Lc 11, 15-26 |
No
comprendía lo que le pasaba. Estaba confuso, desconcertado, y no atinaba a
dominarse. Su mirada se extasiaba en la tentación lasciva y le costaba
resistirse.
«¿Qué demonio me pasa?», pensó desde lo más profundo de su corazón. Comprendía
que no obraba bien, y que ese vicio o placer podría acarrearle graves
consecuencias. Ya había sufrido algunas experiencias de este tipo y no quería
correr el riesgo de complicarse. Además, ¿y su familia? —se dijo.
Rogelio
se esforzó en distraer su mente. Trató de buscar otros horizontes dignos de ser
contemplados, que le ayudaran a limpiar su corazón de esa maligna perdición.
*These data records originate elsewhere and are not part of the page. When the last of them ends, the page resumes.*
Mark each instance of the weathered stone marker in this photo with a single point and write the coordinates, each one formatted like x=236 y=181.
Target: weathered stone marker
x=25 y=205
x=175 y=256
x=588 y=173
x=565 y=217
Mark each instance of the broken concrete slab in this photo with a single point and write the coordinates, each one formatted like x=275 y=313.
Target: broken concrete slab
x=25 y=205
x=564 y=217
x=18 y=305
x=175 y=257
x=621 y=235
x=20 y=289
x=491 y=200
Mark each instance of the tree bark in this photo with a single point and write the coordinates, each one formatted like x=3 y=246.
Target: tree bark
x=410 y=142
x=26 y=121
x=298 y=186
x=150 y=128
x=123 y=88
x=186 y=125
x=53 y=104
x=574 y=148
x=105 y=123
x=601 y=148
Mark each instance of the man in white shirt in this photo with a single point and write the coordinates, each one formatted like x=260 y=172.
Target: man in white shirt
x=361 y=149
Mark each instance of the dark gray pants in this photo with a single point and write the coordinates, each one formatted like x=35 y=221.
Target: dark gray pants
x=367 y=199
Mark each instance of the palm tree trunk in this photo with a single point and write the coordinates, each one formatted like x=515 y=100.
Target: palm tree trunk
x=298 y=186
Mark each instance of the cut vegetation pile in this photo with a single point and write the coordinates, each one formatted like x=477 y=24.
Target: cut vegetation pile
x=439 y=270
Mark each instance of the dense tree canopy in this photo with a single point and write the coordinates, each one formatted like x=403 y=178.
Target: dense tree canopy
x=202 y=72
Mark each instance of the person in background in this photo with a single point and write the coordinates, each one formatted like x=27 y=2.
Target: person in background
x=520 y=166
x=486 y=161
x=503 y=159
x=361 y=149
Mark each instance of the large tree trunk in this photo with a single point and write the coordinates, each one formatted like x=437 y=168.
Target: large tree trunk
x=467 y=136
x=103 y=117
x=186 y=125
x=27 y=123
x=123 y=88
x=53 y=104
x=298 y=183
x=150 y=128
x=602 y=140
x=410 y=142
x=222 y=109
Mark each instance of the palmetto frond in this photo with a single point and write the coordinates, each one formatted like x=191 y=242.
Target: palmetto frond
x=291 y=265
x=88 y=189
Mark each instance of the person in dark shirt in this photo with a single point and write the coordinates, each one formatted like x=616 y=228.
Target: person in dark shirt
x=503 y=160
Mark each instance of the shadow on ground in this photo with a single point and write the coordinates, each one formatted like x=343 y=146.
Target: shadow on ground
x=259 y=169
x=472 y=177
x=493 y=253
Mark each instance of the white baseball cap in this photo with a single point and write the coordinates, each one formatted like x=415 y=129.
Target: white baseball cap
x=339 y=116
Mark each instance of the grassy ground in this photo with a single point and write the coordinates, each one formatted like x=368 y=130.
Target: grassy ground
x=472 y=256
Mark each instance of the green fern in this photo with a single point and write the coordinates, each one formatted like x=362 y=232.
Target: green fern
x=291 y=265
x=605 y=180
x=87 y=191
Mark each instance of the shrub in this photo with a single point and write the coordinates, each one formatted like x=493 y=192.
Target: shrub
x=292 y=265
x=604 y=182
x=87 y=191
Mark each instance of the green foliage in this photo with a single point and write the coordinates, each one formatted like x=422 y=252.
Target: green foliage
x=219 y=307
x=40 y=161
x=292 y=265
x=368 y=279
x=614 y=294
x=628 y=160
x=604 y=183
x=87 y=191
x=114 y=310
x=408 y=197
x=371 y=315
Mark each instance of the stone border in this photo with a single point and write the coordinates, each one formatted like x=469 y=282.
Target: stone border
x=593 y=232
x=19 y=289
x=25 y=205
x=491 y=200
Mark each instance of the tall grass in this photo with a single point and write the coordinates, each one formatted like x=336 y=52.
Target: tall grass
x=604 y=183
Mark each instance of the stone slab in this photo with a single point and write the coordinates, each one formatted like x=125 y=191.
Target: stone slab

Ya, algo más calmado, recordó que en la tertulia —a la que acudía de vez en
cuando— había encontrado buenas respuestas a muchos interrogantes que se
presentan en la vida.
Y, sin apenas pensarlo, movió sus pasos hacia aquel lugar.
Se
encontró con una tertulia animada y con bastantes tertulianos. Antes de
saludar, buscó con sus ojos a Manuel. Le interesaba su opinión sobre lo que
intentaba compartir. Su rostro dibujó una sonrisa al percatarse de que estaba
allí. Y también su buen amigo Pedro.
—Buenos
días, señores. ¿Cómo anda la vida?
—Buenos
días, Rogelio —respondieron algunos—. ¡Cuánto tiempo sin venir por aquí!,
aludió uno de ellos.
—Sí,
hay épocas en que otros asuntos me lo impiden. Sin embargo, hoy he recordado
las veces que, en esta tertulia, he encontrado luz y respuestas a muchos
interrogantes que se nos plantean en la vida.
—Me
alegra oírte decir eso, Rogelio —respondió Manuel—. Eso fortalece y anima a
seguir reuniéndonos y a compartir nuestras vivencias e inquietudes. Sobre todo,
desde la Palabra de Dios.
—Yo
también lo creo —respondió Rogelio—, y por eso, atormentado y seducido por mis
pensamientos lascivos, he pensado que aquí podría encontrar luz ante esas
inclinaciones.
—Solo
en la Palabra de Dios podemos hallar solución a nuestros problemas —dijo
Manuel—. En (Lc 11, 15-26), Jesús expulsa a esos espíritus inmundos —o
demonios, como decían entonces—, limpiando y liberando a las personas de esas
fuerzas que las aprisionaban y extraviaban.
—Pienso
que esos son mis síntomas —respondió Rogelio—. Me siento encadenado e impotente
para resistir esas tentaciones.
—El
mal —dijo Manuel— no solo es dominado por otro mal mayor, como puede suceder,
sino por la bondad y la compasión, que lo desenmascaran y disipan, como es el
caso de Jesús.
—No
sé qué me ha sucedido, pero, mientras hablabas, me siento fortalecido y capaz
de luchar contra esos deseos lascivos.
Rogelio
había comprendido que la misericordia tiene un poder restaurador: cuestiona y
confunde el mal, rehabilita el corazón y nos compromete en la senda de la vida,
como hacía Jesús, nuestro Señor: misericordioso y compasivo.